Concepts

ASSERT is a local-first, spec-driven evaluation pipeline for AI systems. The pipeline has four stages. First, ASSERT turns a broad behavior specification into an explicit concept specification, which is then converted into a granular, editable behavior taxonomy with suggested permissible and impermissible behaviors. Next, it generates stratified test cases over the dimensions the developer declares. Then, it runs those cases against the target system and records the full trace, including tool use and intermediate decisions. Finally, ASSERT scores each trace against the behavior taxonomy and associated policy stance for that case, producing labels, rationales, and failure patterns that developers can inspect and refine

Diagram of the ASSERT evaluation framework

Artifacts-driven workflow and the foundational input: eval_config.yaml spec

Each step of the pipeline requires an input and outputs an artifact. ASSERT stores outputs as local JSON and JSONL artifacts under artifacts/results/. This makes runs easy to inspect, diff, and use in CI without a hosted control plane.
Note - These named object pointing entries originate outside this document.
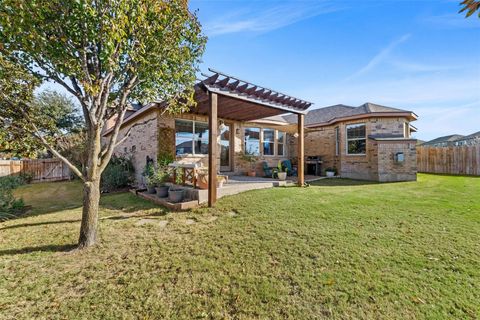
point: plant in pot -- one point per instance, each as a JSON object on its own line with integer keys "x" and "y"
{"x": 251, "y": 160}
{"x": 148, "y": 174}
{"x": 159, "y": 179}
{"x": 331, "y": 172}
{"x": 282, "y": 171}
{"x": 175, "y": 193}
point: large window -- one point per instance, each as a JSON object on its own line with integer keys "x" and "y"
{"x": 281, "y": 136}
{"x": 252, "y": 141}
{"x": 268, "y": 142}
{"x": 356, "y": 139}
{"x": 191, "y": 137}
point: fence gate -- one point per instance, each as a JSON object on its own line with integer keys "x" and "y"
{"x": 40, "y": 169}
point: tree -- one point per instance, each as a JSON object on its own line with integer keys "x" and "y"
{"x": 57, "y": 118}
{"x": 471, "y": 6}
{"x": 106, "y": 53}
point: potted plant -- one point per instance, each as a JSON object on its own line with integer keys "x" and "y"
{"x": 160, "y": 177}
{"x": 282, "y": 172}
{"x": 331, "y": 172}
{"x": 251, "y": 159}
{"x": 148, "y": 173}
{"x": 175, "y": 193}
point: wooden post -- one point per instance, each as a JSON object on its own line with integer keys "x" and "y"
{"x": 301, "y": 150}
{"x": 212, "y": 149}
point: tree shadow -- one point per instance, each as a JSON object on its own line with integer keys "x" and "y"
{"x": 46, "y": 248}
{"x": 22, "y": 225}
{"x": 336, "y": 182}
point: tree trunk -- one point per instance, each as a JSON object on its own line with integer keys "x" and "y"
{"x": 91, "y": 200}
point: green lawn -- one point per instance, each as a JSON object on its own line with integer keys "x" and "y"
{"x": 340, "y": 249}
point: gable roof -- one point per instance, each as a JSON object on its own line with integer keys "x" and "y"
{"x": 331, "y": 114}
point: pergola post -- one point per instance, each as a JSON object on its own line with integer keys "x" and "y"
{"x": 301, "y": 149}
{"x": 212, "y": 148}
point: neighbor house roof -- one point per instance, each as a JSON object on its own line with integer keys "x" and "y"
{"x": 444, "y": 139}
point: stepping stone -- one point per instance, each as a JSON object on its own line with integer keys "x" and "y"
{"x": 211, "y": 219}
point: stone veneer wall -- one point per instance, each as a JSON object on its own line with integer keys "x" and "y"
{"x": 141, "y": 143}
{"x": 388, "y": 169}
{"x": 372, "y": 166}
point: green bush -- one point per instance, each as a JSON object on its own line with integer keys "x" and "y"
{"x": 118, "y": 174}
{"x": 10, "y": 206}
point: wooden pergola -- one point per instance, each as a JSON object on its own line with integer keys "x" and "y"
{"x": 224, "y": 96}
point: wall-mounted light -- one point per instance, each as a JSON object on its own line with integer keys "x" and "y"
{"x": 222, "y": 126}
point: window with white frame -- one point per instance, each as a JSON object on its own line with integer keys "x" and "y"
{"x": 268, "y": 142}
{"x": 281, "y": 137}
{"x": 252, "y": 141}
{"x": 337, "y": 141}
{"x": 356, "y": 142}
{"x": 191, "y": 137}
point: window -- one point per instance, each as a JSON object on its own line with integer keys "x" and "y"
{"x": 268, "y": 142}
{"x": 252, "y": 141}
{"x": 337, "y": 141}
{"x": 191, "y": 137}
{"x": 356, "y": 139}
{"x": 281, "y": 136}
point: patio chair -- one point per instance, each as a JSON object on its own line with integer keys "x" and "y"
{"x": 269, "y": 171}
{"x": 291, "y": 170}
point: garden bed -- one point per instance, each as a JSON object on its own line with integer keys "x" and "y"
{"x": 180, "y": 206}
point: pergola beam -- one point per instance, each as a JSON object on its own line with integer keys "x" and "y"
{"x": 212, "y": 148}
{"x": 301, "y": 150}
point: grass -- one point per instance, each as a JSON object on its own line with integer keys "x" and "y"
{"x": 339, "y": 249}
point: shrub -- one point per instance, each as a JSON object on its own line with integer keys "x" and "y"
{"x": 10, "y": 206}
{"x": 118, "y": 174}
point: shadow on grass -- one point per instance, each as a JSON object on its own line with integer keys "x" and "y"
{"x": 47, "y": 248}
{"x": 334, "y": 182}
{"x": 22, "y": 225}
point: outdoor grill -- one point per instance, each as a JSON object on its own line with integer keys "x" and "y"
{"x": 313, "y": 165}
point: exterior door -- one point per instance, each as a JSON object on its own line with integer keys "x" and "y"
{"x": 225, "y": 157}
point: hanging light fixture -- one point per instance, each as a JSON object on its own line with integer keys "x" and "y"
{"x": 222, "y": 126}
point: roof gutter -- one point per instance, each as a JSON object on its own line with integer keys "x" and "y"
{"x": 410, "y": 115}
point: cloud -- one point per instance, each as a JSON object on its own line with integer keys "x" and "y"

The ASSERT evaluation pipeline starts with an evaluation specification (eval_config.yaml) that allows you to specify:

  • Behavior requirements that you'd like to evaluate in plain language using behavior.name and behavior.description ("What failure modes am I trying to evaluate my system for?")
  • The AI system/application context or agent context in context ("What does my AI system/agent/application do, what is it used for, and who uses it? What does this agent have access to?")
  • Target information ("What am I trying to test: a hosted model? a prompt agent? an agent or multi-agent system with tools?")
  • Evaluation specification for each step of the ASSERT evaluation pipeline stages:
    • Systematization
    • Test set generation
    • Inference
    • Judge

Systematization and taxonomization stage

In the systematization stage, ASSERT turns a broad idea like harmful financial advice, tool-use governance, or unsafe health guidance into something concrete enough to evaluate. Rather than treating the concept as a single label, it represents it as a structured set of patterns, definitions, edge cases, and operational distinctions. Following Agarwal et al. (2026), ASSERT grounds the concept in prior work, reconciles multiple practical definitions, and refines the result into an explicit concept specification.

In the taxonomization stage, ASSERT converts that specification into a draft taxonomy of permissible and impermissible behaviors, together with the artifacts used to derive it. Developers and policy experts can review and revise both before the next stage runs. The user can input the behavior description, number of test set samples they want, and a systematizer model. The taxonomization step outputs an editable behavior taxonomy that can be validated by a policy expert.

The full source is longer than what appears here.